I use the term ‘spirituality’ advisedly, because ‘religion’ carries a lot of baggage, much of it positive but some of it negative also, despite the work being done by interfaith organisations around the world, including the temple of understanding of which I happen to be chairman, whereas spirituality transcends theological divisions, and cuts across barriers of race and creed, religion and nationality. The seers of all the great faiths of the world have, in their utterances, sought to describe what is essentially an indescribable experience, whether it is the Beatific Vision of the Christians, the Bodhichitta of the Buddhists, the Noor-e-llahi of the Muslims, the Ek Onkar of the Sikh gurus or the Self-realisation of the Hindus. Clearly there are states of higher consciousness which transcend all barriers and which are the heritage of the entire human race. This flows from the persistent tradition of the light that illuminates the universe — the light of consciousness itself, and it is ultimately an awareness of this light in all human beings that alone can become the cornerstone of a sane and harmonious global society.
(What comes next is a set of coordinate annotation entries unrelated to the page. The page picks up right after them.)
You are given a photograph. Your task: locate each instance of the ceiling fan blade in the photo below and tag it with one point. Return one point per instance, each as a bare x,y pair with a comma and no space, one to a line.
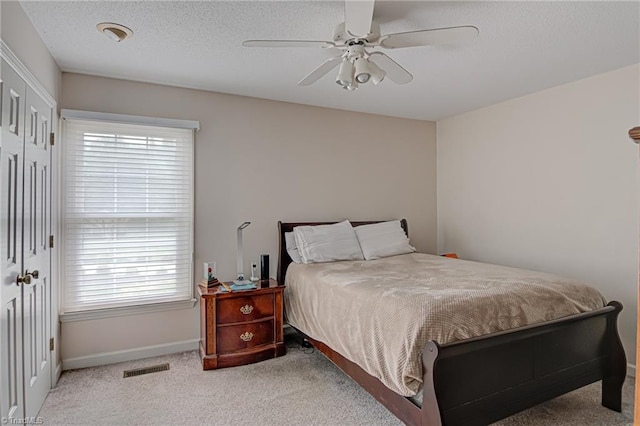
324,68
287,43
448,35
358,15
394,71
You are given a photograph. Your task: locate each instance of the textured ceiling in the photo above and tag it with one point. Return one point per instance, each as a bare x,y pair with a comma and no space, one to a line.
523,47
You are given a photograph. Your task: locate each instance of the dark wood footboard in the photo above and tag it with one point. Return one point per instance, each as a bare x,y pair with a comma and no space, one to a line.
482,380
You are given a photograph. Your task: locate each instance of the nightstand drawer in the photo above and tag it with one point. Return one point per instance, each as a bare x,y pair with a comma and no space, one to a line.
249,308
243,336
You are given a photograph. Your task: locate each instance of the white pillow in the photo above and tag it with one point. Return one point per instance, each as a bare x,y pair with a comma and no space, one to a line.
383,239
327,243
292,248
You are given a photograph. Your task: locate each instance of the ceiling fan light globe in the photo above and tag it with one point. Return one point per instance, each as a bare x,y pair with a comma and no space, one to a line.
345,74
377,74
363,78
362,70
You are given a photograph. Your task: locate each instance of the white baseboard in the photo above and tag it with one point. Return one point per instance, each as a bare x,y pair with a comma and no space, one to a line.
129,354
631,370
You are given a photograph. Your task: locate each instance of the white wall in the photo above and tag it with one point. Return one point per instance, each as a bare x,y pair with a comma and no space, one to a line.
549,181
264,161
19,34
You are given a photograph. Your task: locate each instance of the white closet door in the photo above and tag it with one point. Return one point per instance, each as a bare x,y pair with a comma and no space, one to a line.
36,296
25,206
11,250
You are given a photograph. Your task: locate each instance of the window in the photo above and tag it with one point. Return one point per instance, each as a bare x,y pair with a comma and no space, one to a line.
127,212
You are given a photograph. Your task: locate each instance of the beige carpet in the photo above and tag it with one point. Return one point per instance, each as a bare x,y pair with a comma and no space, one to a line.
301,388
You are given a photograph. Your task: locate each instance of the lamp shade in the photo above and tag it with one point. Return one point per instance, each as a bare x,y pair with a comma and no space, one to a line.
239,254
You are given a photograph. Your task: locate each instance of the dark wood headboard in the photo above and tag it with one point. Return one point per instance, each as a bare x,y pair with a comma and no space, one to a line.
284,260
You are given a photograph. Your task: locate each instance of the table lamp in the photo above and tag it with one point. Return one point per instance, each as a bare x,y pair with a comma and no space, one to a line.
240,259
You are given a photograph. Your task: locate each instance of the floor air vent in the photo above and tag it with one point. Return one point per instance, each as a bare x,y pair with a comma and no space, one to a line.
146,370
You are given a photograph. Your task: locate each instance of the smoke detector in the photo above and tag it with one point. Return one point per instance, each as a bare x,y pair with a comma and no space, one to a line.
115,32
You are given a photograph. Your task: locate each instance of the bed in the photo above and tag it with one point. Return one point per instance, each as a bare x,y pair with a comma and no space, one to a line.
482,379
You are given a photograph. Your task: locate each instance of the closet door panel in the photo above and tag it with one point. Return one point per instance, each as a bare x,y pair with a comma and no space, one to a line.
11,250
36,296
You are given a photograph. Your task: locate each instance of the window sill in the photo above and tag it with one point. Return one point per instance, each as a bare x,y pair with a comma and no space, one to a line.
128,310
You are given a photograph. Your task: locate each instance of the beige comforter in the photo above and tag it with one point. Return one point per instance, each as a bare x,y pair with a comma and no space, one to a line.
380,313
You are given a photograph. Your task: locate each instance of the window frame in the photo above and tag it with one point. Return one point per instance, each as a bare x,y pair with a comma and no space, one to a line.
106,312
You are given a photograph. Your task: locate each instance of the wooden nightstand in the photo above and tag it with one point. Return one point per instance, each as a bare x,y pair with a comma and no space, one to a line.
241,327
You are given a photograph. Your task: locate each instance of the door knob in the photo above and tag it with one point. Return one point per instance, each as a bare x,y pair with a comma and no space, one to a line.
26,279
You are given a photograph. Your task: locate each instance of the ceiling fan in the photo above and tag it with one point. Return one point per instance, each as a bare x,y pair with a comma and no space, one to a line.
355,41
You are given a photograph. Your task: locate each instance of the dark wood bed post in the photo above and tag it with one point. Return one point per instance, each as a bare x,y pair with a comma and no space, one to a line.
616,369
634,134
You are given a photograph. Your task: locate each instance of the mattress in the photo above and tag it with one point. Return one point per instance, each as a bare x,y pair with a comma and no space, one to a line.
381,313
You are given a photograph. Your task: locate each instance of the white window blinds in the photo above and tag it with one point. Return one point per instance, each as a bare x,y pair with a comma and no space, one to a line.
127,209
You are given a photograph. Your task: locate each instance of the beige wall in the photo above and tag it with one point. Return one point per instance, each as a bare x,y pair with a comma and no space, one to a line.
549,181
265,161
18,33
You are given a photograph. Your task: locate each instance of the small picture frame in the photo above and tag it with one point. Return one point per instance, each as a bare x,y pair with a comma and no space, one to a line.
209,272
What is needed today, as the watchword of the emerging global society, is a new global renaissance, an integration between apparently conflicting concepts. We need to develop a benign symbiosis between the various elements of our personality — the inner and the outer, the quietist and the activist, the feminine and the masculine — and in the broader dimension between science and spirituality. It is my sincere hope that this international symposium on science and beyond will help to trigger the process of creative symbiosis whereby alone can the human race survive its own technological ingenuity. It is in this hope that I have the greatest pleasure in inaugurating this symposium.